Texas Crust Pizza Co. Franchisee Files Chapter 11, Raising Worker Concerns
AJ Reno LLC, which runs two Houston-area Crust Pizza Co. locations, filed Chapter 11 with up to $100K in assets against $1M–$10M in liabilities.

The gap between what AJ Reno LLC owns and what it owes tells the story quickly: the operator behind Crust Pizza Heights filed Chapter 11 on March 27 listing up to $100,000 in assets against liabilities estimated between $1 million and $10 million. For the line cooks, servers, and hourly workers at its two Houston-area locations, that math is the most important number on the board right now.
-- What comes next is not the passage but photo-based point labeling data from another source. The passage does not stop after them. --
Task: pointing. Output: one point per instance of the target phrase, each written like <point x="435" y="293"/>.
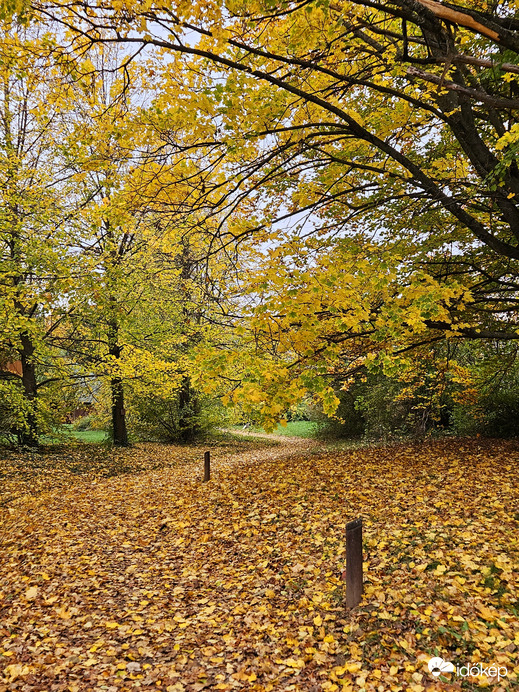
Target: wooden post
<point x="354" y="585"/>
<point x="207" y="467"/>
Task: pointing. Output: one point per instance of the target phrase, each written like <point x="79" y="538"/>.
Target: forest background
<point x="259" y="211"/>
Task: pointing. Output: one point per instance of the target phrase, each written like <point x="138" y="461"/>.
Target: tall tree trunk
<point x="189" y="412"/>
<point x="29" y="434"/>
<point x="119" y="431"/>
<point x="120" y="434"/>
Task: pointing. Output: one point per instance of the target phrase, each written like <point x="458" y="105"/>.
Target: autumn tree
<point x="391" y="124"/>
<point x="37" y="267"/>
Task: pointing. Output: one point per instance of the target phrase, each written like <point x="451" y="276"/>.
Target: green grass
<point x="297" y="428"/>
<point x="92" y="436"/>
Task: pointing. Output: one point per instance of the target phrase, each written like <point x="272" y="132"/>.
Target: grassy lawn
<point x="91" y="436"/>
<point x="153" y="578"/>
<point x="292" y="429"/>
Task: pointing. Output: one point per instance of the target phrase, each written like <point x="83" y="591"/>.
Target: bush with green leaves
<point x="178" y="417"/>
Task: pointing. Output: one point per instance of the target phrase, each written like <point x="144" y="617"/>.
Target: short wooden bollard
<point x="354" y="585"/>
<point x="207" y="467"/>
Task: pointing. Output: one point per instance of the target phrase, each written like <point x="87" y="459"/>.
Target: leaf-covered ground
<point x="151" y="579"/>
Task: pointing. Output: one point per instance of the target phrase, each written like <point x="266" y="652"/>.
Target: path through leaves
<point x="154" y="580"/>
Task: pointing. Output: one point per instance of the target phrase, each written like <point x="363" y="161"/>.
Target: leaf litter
<point x="153" y="579"/>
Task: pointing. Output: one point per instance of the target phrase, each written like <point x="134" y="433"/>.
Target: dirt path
<point x="287" y="447"/>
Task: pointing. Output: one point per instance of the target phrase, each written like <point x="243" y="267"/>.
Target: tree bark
<point x="119" y="430"/>
<point x="29" y="434"/>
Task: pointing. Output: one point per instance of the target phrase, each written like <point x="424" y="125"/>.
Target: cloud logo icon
<point x="437" y="666"/>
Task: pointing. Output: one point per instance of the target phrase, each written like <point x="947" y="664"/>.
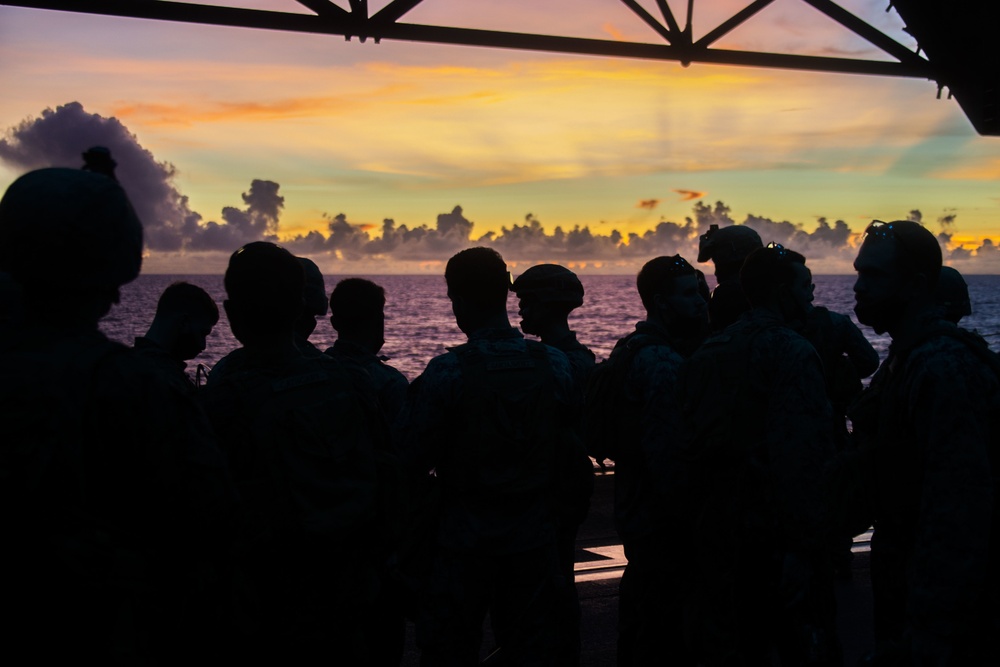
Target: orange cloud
<point x="688" y="195"/>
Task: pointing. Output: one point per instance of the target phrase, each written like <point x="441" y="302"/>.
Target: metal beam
<point x="648" y="19"/>
<point x="394" y="11"/>
<point x="350" y="26"/>
<point x="863" y="29"/>
<point x="732" y="23"/>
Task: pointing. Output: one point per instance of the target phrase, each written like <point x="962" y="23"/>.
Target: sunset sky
<point x="409" y="132"/>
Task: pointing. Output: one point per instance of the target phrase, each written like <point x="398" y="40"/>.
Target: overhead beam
<point x="352" y="26"/>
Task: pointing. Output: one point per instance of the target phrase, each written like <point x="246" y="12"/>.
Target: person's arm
<point x="950" y="398"/>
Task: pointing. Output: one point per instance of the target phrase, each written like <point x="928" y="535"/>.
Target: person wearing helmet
<point x="727" y="248"/>
<point x="185" y="316"/>
<point x="952" y="294"/>
<point x="112" y="478"/>
<point x="547" y="294"/>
The petitions, filed in the U.S. Bankruptcy Court for the Southern District of Texas, name AJ Reno LLC and related debtor entities, including Swing Zone Inc., doing business as Crust Pizza Co. Heights. Attorney Lloyd A. Lim of Houston-based Kean Miller LLP represents the debtors. The parent brand, Crust Pizza, a Chicago-style quick-service chain founded in 2011 in The Woodlands by Mark Rasberry and Clint Price, has not filed for bankruptcy and currently operates 37 locations across Texas and Louisiana.
Chapter 11 is not an automatic shutdown. It allows a business to keep operating while a court-supervised restructuring plan is negotiated with creditors. But "keep operating" means something very specific for hourly restaurant workers: paychecks keep coming only as long as the debtor's cash flow holds or a lender provides debtor-in-possession financing to bridge the gap. Workers at the Heights locations should confirm directly with management whether payroll is running on its normal schedule and whether any health benefits remain active.
Bankruptcy court filings typically include Schedule A/B asset lists and creditor matrices that reveal rent arrears and unpaid vendor balances. Those documents are early indicators of whether the operator has been juggling supplier invoices or falling behind on lease payments, both of which can accelerate closures. If a location is underperforming, a reorganization plan often calls for surrendering the lease rather than fighting to save it, which means a shift cut can become a permanent one with little warning.
This is not an isolated case in the Crust Pizza system. JRCP Restaurants LLC, operating as Crust Pizza Gosling Pines in Gosling Pines, Texas, filed its own Chapter 11 on Nov. 18, 2025, several months before the AJ Reno filing. Two franchisee bankruptcies within a single brand in roughly four months reflects the sustained pressure that has hit small regional operators particularly hard: thin margins, rising food and labor costs, platform delivery fees, and a consumer base that has become more selective about where it spends.
If a franchisor or third-party buyer steps in to acquire the locations out of bankruptcy, any job offer that follows deserves a close read. Successor operators are not required to preserve the same wage rates, scheduling agreements, or tip pool structures. Workers who rely on a specific pool arrangement should clarify in writing what the new terms look like before signing on.
Federal bankruptcy law gives priority status to unpaid wage claims up to a statutory cap, but recovery depends on what assets survive the restructuring. Anyone who has already experienced missed pay or unexpected hour reductions should document their hours and save every pay stub. Texas workers with wage claims can contact the Texas Workforce Commission's labor law division for guidance on filing even while a Chapter 11 case is active.